The latest figures show that 3.8million people aged between 55 and 64 have ISAs worth an average of £38,257.
While money can normally be taken from ISAs at any time, flexible pension rules mean investors can access pensions from 55 years old (57 from 2028), taking the money as lump sums if they wish.
And the impact of pension tax relief means returns could be boosted by up to 41.6% for higher rate taxpayers
Sean McCann, Chartered Financial Planner at NFU Mutual, said: “Unless you’re about to retire, pensions can seem like a bit of a dull subject – but if you’re in your fifties or older, they can offer a whole new way of thinking about investment.
“Once you reach 55 you can take money from your pension either as lump sums, income or both. This means they can offer an attractive alternative to ISAs if you’re looking to build up funds for the future or to potentially pass on wealth free of inheritance tax.

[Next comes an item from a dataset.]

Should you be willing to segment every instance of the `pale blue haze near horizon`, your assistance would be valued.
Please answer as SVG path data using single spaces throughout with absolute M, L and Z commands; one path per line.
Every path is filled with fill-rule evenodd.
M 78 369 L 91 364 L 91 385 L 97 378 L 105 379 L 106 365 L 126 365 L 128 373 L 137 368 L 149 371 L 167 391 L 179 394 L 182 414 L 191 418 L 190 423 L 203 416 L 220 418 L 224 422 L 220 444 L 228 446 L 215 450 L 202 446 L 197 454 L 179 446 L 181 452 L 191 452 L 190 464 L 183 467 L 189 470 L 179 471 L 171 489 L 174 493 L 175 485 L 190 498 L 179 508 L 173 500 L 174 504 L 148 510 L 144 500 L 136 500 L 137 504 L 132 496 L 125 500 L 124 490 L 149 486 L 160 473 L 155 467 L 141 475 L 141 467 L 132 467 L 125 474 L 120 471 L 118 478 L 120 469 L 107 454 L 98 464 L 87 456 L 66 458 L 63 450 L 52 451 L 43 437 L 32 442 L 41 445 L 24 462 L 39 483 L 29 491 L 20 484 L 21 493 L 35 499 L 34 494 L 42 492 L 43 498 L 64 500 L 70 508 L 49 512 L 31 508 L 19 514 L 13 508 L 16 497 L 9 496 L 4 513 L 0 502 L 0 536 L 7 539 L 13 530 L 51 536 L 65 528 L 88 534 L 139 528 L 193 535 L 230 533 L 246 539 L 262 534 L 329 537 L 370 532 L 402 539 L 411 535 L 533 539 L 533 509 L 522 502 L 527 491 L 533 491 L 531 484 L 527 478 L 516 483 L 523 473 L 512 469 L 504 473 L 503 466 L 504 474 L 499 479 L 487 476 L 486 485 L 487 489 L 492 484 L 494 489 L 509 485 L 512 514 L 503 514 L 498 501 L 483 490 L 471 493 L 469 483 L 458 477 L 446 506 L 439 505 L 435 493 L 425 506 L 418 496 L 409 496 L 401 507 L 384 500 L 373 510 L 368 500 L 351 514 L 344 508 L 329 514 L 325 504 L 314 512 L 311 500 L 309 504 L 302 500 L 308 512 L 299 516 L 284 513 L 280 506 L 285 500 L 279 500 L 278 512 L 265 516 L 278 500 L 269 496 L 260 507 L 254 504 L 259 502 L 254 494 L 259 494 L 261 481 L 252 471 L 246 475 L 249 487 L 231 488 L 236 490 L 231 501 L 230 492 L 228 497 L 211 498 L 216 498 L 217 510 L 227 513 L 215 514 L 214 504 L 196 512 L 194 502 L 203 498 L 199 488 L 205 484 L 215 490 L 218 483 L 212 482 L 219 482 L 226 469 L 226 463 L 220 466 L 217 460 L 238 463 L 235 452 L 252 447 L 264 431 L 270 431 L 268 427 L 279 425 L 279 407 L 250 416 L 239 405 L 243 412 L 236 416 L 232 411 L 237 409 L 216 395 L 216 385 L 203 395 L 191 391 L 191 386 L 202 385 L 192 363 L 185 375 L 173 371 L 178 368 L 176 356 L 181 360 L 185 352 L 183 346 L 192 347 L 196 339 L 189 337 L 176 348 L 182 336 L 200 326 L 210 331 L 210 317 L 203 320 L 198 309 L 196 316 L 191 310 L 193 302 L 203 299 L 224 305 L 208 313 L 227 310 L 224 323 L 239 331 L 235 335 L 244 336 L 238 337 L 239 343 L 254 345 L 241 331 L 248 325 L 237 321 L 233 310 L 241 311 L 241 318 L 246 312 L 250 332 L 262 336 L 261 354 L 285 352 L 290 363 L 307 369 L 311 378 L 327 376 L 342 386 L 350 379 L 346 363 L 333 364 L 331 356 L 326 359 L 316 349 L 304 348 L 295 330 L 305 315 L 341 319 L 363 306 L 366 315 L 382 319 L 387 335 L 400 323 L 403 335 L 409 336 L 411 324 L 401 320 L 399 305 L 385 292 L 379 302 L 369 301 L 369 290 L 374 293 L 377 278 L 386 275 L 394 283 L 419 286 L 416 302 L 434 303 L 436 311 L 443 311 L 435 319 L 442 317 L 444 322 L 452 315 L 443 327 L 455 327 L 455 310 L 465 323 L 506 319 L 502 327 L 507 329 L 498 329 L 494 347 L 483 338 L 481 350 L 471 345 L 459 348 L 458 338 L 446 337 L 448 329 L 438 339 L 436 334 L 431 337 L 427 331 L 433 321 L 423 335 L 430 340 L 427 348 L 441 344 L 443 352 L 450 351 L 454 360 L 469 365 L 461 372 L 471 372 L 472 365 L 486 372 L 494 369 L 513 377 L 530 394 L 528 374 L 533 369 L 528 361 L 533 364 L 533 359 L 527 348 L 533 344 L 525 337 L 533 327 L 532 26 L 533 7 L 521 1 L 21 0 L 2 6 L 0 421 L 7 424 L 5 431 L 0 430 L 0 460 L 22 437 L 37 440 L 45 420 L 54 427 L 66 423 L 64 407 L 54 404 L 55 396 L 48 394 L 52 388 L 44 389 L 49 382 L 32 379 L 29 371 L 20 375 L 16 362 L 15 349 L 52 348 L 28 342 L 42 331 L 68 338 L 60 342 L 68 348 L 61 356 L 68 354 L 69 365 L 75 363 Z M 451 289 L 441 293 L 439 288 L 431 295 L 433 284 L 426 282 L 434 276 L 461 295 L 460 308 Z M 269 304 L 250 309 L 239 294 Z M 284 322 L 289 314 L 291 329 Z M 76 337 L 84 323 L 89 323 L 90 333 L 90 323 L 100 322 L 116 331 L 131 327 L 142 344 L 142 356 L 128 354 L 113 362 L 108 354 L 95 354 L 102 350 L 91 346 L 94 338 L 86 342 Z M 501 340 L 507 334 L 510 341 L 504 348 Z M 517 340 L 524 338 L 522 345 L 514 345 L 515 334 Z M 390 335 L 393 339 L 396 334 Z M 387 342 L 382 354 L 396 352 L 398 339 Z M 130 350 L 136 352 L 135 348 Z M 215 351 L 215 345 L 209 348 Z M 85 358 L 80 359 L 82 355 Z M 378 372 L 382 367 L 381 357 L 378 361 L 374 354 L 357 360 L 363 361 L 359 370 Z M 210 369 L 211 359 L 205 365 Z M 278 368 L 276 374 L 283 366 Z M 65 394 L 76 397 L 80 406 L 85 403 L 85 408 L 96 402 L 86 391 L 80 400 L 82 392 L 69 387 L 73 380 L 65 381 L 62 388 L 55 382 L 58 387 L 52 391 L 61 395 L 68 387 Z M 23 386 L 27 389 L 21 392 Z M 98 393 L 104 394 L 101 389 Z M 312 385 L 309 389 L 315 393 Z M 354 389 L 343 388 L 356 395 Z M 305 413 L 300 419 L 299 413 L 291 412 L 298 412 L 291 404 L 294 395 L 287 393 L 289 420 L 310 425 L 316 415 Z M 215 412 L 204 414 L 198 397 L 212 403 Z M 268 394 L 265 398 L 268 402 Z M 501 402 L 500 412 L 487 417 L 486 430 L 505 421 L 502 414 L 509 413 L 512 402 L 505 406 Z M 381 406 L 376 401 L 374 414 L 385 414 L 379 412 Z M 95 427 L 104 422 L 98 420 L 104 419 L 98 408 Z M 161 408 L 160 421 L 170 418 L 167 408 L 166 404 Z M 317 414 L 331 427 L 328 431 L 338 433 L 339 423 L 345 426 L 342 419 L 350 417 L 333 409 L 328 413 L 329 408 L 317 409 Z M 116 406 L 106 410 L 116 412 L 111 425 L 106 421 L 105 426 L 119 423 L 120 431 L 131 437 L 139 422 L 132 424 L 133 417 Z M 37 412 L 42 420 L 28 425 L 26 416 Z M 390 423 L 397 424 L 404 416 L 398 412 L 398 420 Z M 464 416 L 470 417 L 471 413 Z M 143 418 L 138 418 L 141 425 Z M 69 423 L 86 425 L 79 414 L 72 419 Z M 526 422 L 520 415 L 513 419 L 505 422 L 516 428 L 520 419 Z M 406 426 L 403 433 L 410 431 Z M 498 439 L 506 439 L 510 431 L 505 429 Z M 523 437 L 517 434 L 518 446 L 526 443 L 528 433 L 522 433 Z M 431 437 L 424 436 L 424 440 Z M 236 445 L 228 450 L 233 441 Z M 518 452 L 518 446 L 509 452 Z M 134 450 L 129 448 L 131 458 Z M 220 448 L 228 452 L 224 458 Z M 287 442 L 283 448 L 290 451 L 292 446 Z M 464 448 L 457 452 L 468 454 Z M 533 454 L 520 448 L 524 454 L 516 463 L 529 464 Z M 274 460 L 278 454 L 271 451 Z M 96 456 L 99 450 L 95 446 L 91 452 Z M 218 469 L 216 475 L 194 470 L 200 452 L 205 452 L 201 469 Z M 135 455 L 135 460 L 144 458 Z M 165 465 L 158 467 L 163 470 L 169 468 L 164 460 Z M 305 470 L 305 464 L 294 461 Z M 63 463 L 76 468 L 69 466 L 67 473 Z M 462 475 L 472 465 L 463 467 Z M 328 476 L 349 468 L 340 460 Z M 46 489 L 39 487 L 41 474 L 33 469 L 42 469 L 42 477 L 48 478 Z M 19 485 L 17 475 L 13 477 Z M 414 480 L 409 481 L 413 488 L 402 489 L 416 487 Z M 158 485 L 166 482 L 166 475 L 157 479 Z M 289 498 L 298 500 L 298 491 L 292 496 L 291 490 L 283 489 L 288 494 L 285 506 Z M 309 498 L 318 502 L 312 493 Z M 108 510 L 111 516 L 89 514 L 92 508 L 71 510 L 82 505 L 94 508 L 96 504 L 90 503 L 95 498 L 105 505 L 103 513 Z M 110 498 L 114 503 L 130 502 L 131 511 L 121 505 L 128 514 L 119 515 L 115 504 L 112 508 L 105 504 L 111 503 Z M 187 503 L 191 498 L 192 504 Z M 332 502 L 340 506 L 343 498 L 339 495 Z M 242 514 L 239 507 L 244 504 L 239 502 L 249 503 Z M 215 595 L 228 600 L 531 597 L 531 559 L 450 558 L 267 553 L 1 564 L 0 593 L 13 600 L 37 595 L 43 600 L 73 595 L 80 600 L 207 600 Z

“Latest figures show 3.8million people aged between 55 and 64 hold ISAs with an average value of 38,000 – but many of them could be better off topping up their pension and claiming the tax relief.
“The tax boost you get when you put money into a pension can make a huge difference to returns.”
Higher rate taxpayer example
Over 55, earning £60,500 a year and with £6,000 to invest
As a 40% income tax payer, £8,000 could be invested into a pension – HMRC would then boost with a further £2,000 giving them a fund of £10,000.
Up to an additional £2,000 can then be claimed back direct from HMRC, meaning cost to them to create a £10,000 fund would be £6,000
Assumes no growth and no charges
Still a 40% taxpayer when taking the money out:
The Pension would give 16.6% more than the ISA
A 20% taxpayer – with income of £42,770 or less – when taking the money out:
The Pension would give 41.6% more than the ISA
Another pension advantage
Sean said: “One of the advantages of pensions is that, in most cases, any money left in the fund can be left free of Inheritance Tax.
“If you die before 75, in most cases, the benefits can be paid free of Income Tax, although there are limits if paid as a lump sum. If you die after 75 your beneficiaries will be taxed on the money paid out to them. ISAs will be included in any Inheritance Tax assessments.”